Our dilemma is that, as educators and free thinkers, part of our belief system is that it is important to talk through controversial issues, such as synthetic biology, cloning, robotics, and so on. Had they been discussed in their time, even airplane and rocket travel raise certain ethical and social issues, such as environmental impact and potential dual-use for terrorist and military purposes. But is there a point in a debate at which you should cut your losses, where no productive conversation is possible or likely?

This brings me to the second point, which is that our ethics report was also and ironically cited in support of the open letter, despite our apparent pedigree and an implication that the government shouldn’t be funding such things. The authors of the letter selectively recite passages and topics in our report which suggest that human enhancement may bring disruption or even disaster. This is true: We do take a cautionary stance in our discussion, far from what you would think a card-carrying transhumanist would do. And we’re happy that the authors of the letter are thinking about the issues we raise, since that was exactly our goal: to spark discussion. But while we’re flattered to be included in the group of “great planners and conditioners” that have so much influence on society, we object to anyone co-opting our discussion-not to mention distributing our copyrighted material on their site without our permission, as opposed to merely pointing a link to our posted report-for their own ends, while at the same time maligning our work.

It’s disingenuous for the authors of the open letter to point to “government-funded” reports and other projects that take “taxpayer’s money” as an implication that both government resources and dollars from the hard-working families of America are being misspent on some nefarious plot to overthrow Judeo-Christian values. Are all state-sponsored projects supposed to be endorsed by every citizen or group? If that’s the case, then roads would never be built, since there will be some crank who objects to urbanization of the area. Public universities would be unable to teach courses in religious studies, since surely there are atheists who object to that program. The Office of the Presidency could never exist, if unanimous consensus among citizens were needed.  

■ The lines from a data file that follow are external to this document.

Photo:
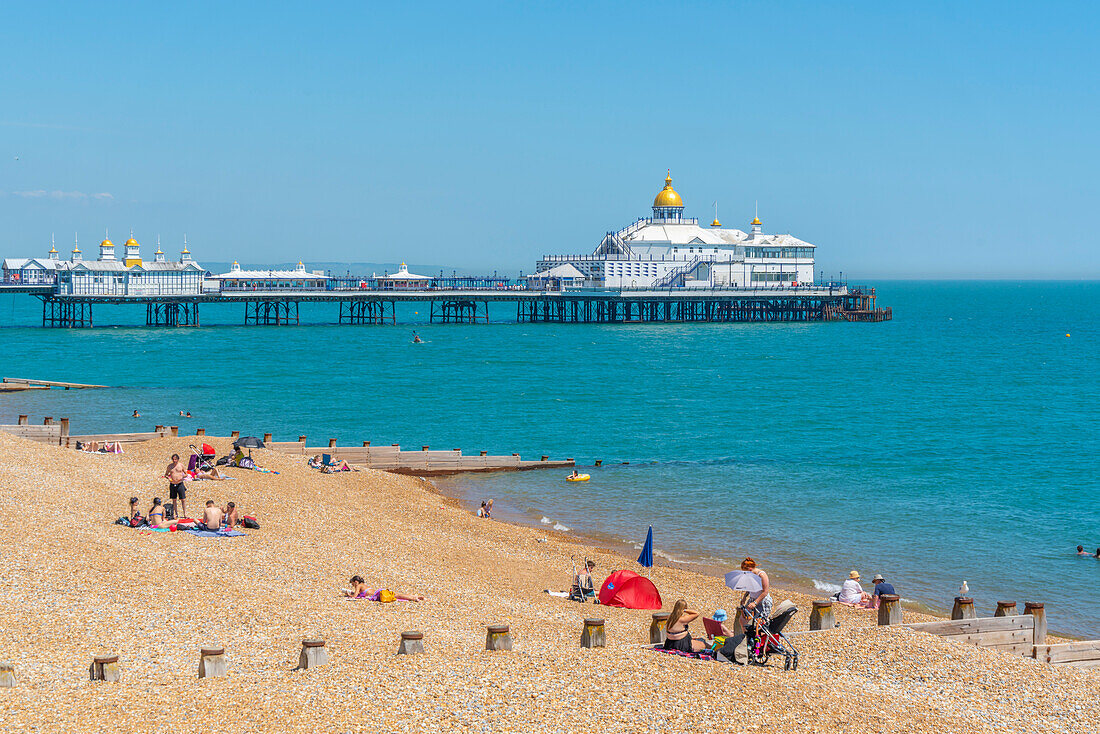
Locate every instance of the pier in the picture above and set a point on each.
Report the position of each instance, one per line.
(836, 302)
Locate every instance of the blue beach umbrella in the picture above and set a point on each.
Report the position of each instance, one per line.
(647, 551)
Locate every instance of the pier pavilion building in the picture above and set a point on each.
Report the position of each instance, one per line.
(298, 278)
(131, 276)
(670, 250)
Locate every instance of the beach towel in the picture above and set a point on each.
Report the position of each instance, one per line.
(213, 534)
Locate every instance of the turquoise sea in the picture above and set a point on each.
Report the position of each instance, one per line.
(956, 442)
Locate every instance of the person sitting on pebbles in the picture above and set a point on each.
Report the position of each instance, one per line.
(360, 590)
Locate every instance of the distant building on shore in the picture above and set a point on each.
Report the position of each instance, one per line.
(670, 250)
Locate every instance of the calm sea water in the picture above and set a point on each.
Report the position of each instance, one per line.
(957, 441)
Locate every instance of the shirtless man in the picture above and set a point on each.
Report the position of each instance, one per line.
(175, 474)
(231, 518)
(211, 516)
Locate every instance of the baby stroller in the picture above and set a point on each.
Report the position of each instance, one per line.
(201, 460)
(765, 636)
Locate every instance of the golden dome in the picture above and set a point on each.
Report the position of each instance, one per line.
(668, 197)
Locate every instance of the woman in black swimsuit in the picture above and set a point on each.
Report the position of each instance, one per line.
(677, 636)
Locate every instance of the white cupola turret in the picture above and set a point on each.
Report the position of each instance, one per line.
(107, 250)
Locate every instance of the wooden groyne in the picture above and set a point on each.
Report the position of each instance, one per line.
(424, 462)
(10, 384)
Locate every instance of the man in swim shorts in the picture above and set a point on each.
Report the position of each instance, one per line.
(175, 474)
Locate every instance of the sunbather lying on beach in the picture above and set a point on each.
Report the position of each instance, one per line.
(360, 590)
(677, 636)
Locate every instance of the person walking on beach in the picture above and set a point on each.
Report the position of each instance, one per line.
(762, 600)
(175, 474)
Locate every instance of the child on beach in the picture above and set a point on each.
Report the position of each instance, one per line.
(360, 590)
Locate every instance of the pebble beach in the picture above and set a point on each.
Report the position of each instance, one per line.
(74, 584)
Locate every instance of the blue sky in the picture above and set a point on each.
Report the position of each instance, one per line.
(916, 140)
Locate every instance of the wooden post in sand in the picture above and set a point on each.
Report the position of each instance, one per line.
(211, 661)
(1035, 609)
(593, 633)
(411, 643)
(889, 610)
(657, 627)
(105, 667)
(821, 615)
(964, 609)
(497, 637)
(312, 654)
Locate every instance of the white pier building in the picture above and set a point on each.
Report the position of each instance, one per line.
(670, 250)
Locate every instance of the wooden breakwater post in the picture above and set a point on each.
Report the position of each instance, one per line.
(314, 654)
(889, 610)
(657, 627)
(964, 609)
(497, 637)
(105, 667)
(1037, 611)
(411, 643)
(821, 615)
(211, 661)
(593, 634)
(7, 675)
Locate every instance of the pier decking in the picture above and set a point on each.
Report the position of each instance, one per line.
(464, 305)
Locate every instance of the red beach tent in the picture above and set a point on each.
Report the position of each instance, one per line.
(629, 590)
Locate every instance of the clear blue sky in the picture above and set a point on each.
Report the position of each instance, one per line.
(905, 140)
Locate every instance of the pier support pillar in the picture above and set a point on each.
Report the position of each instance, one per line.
(889, 610)
(411, 643)
(593, 635)
(657, 627)
(211, 663)
(964, 609)
(1038, 612)
(497, 637)
(312, 654)
(821, 615)
(106, 668)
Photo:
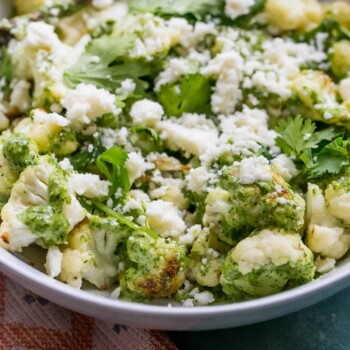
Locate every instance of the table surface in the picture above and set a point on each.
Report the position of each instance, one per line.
(324, 326)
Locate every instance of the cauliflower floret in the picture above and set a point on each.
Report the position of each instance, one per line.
(317, 96)
(337, 196)
(338, 10)
(40, 206)
(207, 262)
(87, 103)
(165, 218)
(340, 62)
(156, 268)
(50, 131)
(266, 263)
(242, 207)
(88, 185)
(93, 245)
(285, 15)
(71, 269)
(42, 57)
(324, 235)
(8, 176)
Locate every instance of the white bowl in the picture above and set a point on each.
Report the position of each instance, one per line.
(162, 317)
(175, 318)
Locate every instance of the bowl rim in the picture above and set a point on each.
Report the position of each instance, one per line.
(13, 266)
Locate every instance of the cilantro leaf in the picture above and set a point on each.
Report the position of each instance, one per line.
(317, 150)
(245, 21)
(298, 135)
(5, 67)
(112, 164)
(330, 26)
(193, 96)
(197, 8)
(331, 159)
(123, 220)
(102, 64)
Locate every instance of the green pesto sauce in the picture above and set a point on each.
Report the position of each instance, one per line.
(20, 152)
(58, 188)
(47, 222)
(64, 142)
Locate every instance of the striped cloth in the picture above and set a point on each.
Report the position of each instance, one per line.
(29, 322)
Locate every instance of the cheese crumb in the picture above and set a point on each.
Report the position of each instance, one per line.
(255, 169)
(146, 112)
(236, 8)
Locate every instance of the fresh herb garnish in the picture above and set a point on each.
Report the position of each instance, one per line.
(192, 96)
(123, 220)
(112, 164)
(318, 152)
(196, 8)
(103, 65)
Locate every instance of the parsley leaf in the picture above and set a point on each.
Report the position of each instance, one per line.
(331, 159)
(5, 67)
(197, 8)
(330, 26)
(102, 64)
(124, 220)
(193, 96)
(112, 164)
(317, 150)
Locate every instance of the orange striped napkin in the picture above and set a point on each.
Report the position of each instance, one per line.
(29, 322)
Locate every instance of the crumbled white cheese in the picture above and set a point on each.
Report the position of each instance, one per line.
(41, 35)
(53, 261)
(137, 166)
(227, 68)
(284, 166)
(20, 96)
(236, 8)
(330, 242)
(127, 87)
(88, 185)
(204, 298)
(41, 117)
(255, 169)
(146, 112)
(66, 165)
(197, 179)
(344, 89)
(165, 219)
(87, 103)
(176, 68)
(324, 265)
(191, 235)
(188, 134)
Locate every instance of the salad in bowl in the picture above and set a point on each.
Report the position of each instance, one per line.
(193, 151)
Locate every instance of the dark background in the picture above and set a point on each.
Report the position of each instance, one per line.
(324, 326)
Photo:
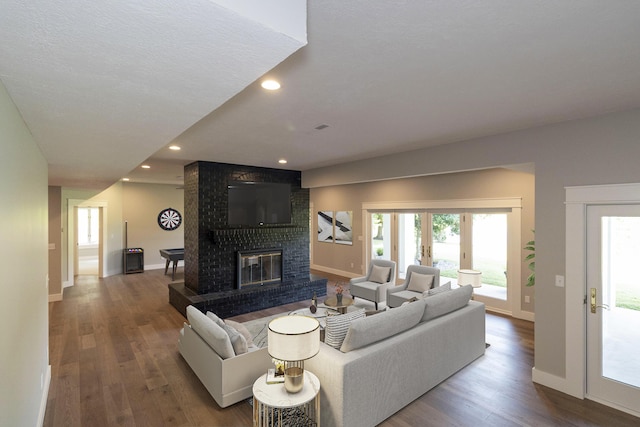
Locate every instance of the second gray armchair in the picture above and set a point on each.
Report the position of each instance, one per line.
(429, 277)
(373, 287)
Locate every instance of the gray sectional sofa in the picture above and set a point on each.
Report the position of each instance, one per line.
(390, 359)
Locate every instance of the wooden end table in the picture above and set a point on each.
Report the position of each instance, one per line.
(341, 308)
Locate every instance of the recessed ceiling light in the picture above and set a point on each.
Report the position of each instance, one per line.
(270, 85)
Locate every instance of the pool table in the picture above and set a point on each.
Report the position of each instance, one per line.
(172, 255)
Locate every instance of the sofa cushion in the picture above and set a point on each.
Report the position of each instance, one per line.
(211, 315)
(437, 290)
(213, 334)
(242, 329)
(337, 326)
(372, 329)
(238, 342)
(446, 302)
(420, 282)
(379, 274)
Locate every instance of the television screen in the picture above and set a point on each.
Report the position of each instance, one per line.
(258, 203)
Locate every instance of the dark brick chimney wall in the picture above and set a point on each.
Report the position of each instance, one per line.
(211, 245)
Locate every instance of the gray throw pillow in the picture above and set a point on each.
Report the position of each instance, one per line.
(238, 342)
(420, 282)
(376, 328)
(211, 315)
(210, 332)
(446, 302)
(337, 326)
(242, 329)
(437, 290)
(379, 274)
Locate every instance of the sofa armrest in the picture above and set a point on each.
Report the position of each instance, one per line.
(383, 289)
(358, 280)
(394, 289)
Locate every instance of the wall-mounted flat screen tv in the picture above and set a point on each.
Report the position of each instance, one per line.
(258, 203)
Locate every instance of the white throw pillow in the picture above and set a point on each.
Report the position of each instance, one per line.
(420, 282)
(337, 326)
(437, 290)
(379, 274)
(210, 332)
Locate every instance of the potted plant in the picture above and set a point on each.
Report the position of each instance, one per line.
(531, 246)
(339, 290)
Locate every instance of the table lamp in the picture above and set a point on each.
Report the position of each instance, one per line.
(293, 339)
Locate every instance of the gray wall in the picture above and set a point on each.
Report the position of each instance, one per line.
(24, 314)
(602, 150)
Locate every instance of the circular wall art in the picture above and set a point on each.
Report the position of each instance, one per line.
(169, 219)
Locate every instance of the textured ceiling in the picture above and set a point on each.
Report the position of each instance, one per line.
(102, 86)
(384, 76)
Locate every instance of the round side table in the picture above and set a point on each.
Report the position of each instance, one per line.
(273, 405)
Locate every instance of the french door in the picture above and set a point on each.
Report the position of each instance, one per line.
(613, 305)
(450, 241)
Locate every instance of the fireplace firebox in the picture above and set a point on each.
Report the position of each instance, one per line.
(259, 267)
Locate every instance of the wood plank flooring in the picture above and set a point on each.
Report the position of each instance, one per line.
(114, 358)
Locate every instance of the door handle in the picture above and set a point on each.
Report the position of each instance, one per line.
(594, 305)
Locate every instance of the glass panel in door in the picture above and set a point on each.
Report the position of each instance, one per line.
(381, 235)
(489, 253)
(445, 245)
(613, 309)
(409, 241)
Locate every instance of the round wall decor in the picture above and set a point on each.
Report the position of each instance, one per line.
(169, 219)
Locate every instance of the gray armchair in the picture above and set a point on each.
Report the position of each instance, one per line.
(397, 295)
(373, 287)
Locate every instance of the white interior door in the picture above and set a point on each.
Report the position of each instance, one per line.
(613, 305)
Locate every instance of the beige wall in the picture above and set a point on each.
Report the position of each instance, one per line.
(24, 325)
(55, 243)
(141, 205)
(485, 184)
(601, 150)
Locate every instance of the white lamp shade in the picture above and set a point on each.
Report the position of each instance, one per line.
(293, 338)
(470, 277)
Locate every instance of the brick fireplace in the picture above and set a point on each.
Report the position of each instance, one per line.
(212, 246)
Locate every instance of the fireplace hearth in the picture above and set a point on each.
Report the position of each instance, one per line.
(259, 267)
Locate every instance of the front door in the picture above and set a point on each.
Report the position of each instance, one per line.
(613, 305)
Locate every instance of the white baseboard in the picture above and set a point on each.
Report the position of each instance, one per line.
(55, 297)
(555, 382)
(335, 271)
(525, 315)
(44, 397)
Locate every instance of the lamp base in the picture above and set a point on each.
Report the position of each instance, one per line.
(294, 376)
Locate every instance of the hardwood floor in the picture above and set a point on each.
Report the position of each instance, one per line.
(114, 358)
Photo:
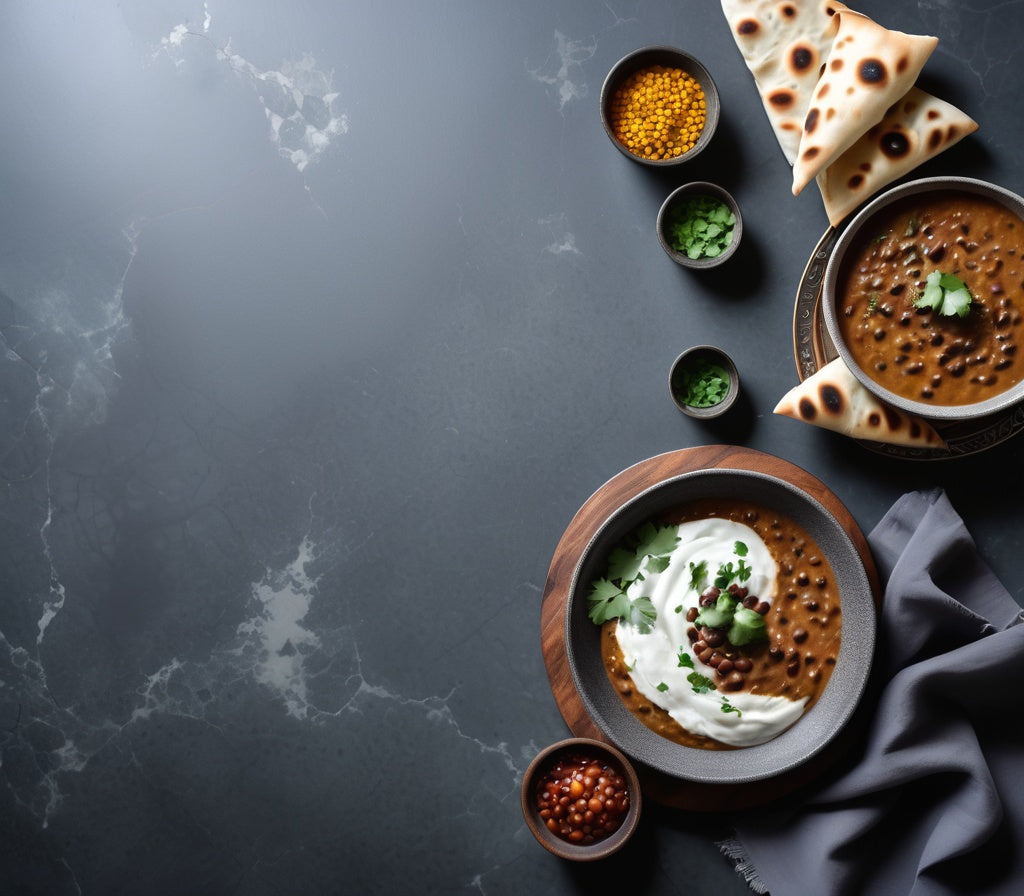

That the letter’s authors misrepresented my group and resorted to such rhetoric doesn’t inspire confidence that they care about facts and reason, nor does previous experience with the same sort of folks. And so, we’re at a loss on how we ought to respond to their charges, if at all. Can a holy war on science be resolved by debate? Must all these discussions start with a proof or disproof of God’s existence? Are there not stronger, nonreligious objections that can be made?

Any advice would be appreciated, but George Bernard Shaw immediately comes to mind here: “Never get into a wrestling match with a pig. You both get dirty, and only the pig likes it.”

Dr. Patrick Lin is a former IEET fellow, an associate philosophy professor at California Polytechnic State University, San Luis Obispo, and director of its Ethics + Emerging Sciences Group. He was previously an ethics fellow at the US Naval Academy and a post-doctoral associate at Dartmouth College.